Я все еще гляжу в потолок. Едва дышу. Он меняет тактику.

- Знаешь, - говорит он немного осторожно, - я слышал интересную историю о тебе.

Он садиться на край кровати, матрац прогибается и скрипит под его весом.

- Хочешь услышать?

Моя левая рука начала дрожать. Я быстро сжимаю ею простынь.

- Рядовой 45B-76423. Флетчер, Симус, - он делает паузу. – Говорит ли тебе это о чем-то?

Я зажмурился.

- Каково же было мое удивление, - говорит он, - когда я услышал, что мой сын, наконец, сделал хоть что-то правильно. То, что он наконец-то взял на себя инициативу и так обошелся с солдатом-изменником, крадущего из нашего склада. Я слышал, ты выстрелил ему прямо в лоб.

Смех.

- Я поздравил себя – сказал себе, что ты, наконец, пришел в себя и поступил как надо. Я был почти горд тобой. Вот почему еще большим шоком для меня стала новость о том, что семья Флетчера все еще жива.

Он хлопает в ладоши.

- Отвратительно, потому что ты лучше всех должен знать правила. Предатели происходят из семей предателей, и одно предательство означает смерть всем.
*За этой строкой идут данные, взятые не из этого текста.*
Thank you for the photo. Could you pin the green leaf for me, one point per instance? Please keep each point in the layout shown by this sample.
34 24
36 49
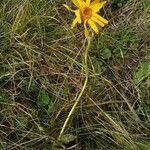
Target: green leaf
97 65
141 72
43 98
67 138
106 53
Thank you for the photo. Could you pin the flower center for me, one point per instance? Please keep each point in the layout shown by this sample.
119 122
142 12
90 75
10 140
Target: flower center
86 13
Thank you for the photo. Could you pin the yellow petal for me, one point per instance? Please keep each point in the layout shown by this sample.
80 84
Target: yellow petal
88 2
100 18
75 21
86 32
98 21
93 25
96 7
67 7
76 2
78 16
95 2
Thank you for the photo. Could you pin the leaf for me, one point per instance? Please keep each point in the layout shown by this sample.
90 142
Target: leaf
43 98
97 65
67 138
106 53
142 72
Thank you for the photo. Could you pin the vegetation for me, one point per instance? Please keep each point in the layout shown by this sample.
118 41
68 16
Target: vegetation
41 74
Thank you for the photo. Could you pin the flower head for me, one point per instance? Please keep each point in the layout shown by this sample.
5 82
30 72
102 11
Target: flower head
87 12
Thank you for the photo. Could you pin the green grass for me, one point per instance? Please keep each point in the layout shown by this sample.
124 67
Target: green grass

Он кладет руку мне на грудь.

Я снова строю стены в своем сознании. Белые стены. Блоки из бетона. Пустые комнаты и открытое пространство. Ничего не существует внутри меня. Ничего не остается.

- Это забавно, - продолжает он, но сейчас немного вдумчиво, - потому что я сказал тебе подождать, чтобы обсудить это вместе. Но, так или иначе, это кажется таким правильным, не так ли?
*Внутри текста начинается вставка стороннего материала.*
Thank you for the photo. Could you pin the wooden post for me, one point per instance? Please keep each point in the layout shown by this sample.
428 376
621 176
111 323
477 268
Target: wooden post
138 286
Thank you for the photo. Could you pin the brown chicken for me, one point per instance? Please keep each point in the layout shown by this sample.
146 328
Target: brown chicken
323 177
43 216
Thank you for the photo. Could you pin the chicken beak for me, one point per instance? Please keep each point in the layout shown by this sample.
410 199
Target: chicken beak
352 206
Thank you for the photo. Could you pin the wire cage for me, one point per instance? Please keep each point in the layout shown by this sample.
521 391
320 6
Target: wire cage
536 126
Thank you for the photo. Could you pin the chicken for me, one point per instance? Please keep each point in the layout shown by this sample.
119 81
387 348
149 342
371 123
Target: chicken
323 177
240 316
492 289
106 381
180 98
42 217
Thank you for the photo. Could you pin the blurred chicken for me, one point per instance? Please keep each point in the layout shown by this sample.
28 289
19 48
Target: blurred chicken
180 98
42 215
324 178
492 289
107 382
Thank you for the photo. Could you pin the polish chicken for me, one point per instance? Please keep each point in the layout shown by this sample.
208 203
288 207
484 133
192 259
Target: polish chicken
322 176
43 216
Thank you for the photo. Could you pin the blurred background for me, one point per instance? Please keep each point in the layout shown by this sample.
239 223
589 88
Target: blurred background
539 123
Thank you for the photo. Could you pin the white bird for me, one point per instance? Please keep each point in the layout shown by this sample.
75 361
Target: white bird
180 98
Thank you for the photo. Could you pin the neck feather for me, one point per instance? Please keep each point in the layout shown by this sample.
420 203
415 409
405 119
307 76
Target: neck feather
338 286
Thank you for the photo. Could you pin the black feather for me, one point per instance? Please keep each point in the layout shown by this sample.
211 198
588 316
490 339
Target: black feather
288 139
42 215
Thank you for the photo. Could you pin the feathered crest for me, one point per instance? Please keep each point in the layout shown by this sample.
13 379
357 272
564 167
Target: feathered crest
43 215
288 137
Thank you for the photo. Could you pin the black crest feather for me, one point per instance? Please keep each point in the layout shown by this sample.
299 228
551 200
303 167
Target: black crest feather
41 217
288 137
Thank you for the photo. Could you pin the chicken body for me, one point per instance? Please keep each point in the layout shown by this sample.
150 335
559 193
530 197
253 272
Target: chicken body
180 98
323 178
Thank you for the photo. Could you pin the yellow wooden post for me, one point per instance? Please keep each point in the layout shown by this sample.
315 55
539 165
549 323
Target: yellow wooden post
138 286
Я могу ощущать его улыбку.

- Скажу тебе, насколько я… разочарован. Хотя не могу сказать, что удивлен.

Он вдыхает.

- В течение одного месяца ты потерял двоих солдат, не смог удержать клинически неуравновешенную девушку, перевернул верх ногами весь сектор и поощрил восстание среди горожан. И, так или иначе, я не удивлен вообще.

Его рука двигается, задерживается на моей ключице.
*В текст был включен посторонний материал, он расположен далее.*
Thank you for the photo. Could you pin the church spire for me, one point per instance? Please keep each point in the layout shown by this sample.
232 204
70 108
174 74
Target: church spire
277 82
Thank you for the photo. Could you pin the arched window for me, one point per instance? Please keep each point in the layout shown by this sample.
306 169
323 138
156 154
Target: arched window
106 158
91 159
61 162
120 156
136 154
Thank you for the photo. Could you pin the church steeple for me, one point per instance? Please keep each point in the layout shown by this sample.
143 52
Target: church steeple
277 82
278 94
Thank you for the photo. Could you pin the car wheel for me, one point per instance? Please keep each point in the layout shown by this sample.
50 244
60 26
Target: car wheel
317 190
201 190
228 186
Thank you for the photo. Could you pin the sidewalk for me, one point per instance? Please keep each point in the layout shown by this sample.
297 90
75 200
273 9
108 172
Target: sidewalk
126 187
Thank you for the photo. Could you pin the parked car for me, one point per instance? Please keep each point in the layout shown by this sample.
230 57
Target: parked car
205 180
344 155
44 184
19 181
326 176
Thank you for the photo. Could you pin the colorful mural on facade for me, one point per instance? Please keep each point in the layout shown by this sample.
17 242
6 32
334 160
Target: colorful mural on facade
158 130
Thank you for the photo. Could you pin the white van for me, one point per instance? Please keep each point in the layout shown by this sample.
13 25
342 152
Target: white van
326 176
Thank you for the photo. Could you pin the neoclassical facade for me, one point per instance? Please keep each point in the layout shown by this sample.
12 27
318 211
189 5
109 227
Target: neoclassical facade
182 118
Я думаю про белые стены. Бетонные блоки.

Пустые комнаты. Открытое пространство.

Ничего нет внутри меня. Ничего не остается.

- Но что хуже всего, - говорит он, - это не то, что тебе удалось унизить меня, нарушая порядок, который мне удалось установить. Это даже не то, что ты сам участвовал в перестрелке. Но то, что ты хотел показать сочувствие семье предателя, - говорит он, смеясь, словно рассказывает что-то забавное. – Непростительно.

Мои глаза открыты, сосредоточены на мигающих лампах дневного света, что расположены над моей головой. Я не буду двигаться. Я не буду говорить.

Его рука обволакивает мое горло.

Движение настолько грубое и жестокое, что я ощущаю себя почти освобожденным. Какая-то часть меня всегда надеется, что он сделает это, что, может быть, он, наконец, даст мне умереть. Но он никогда это не сделает. Это никогда не длится долго.

Пытка не такая мучительная, когда есть хоть малейшая надежда на облегчение.

Он отпускает очень быстро и получает то, что хочет. Я двигаюсь вверх, кашляя и хрипя, издавая звук, который подтверждает его присутствие в этой комнате. Мое тело дрожит, а мышцы в ступоре от нападения, и будут находиться так еще какое-то время. Кожа покрывается холодным потом, а мои вдохи кажутся тяжелыми и болезненными.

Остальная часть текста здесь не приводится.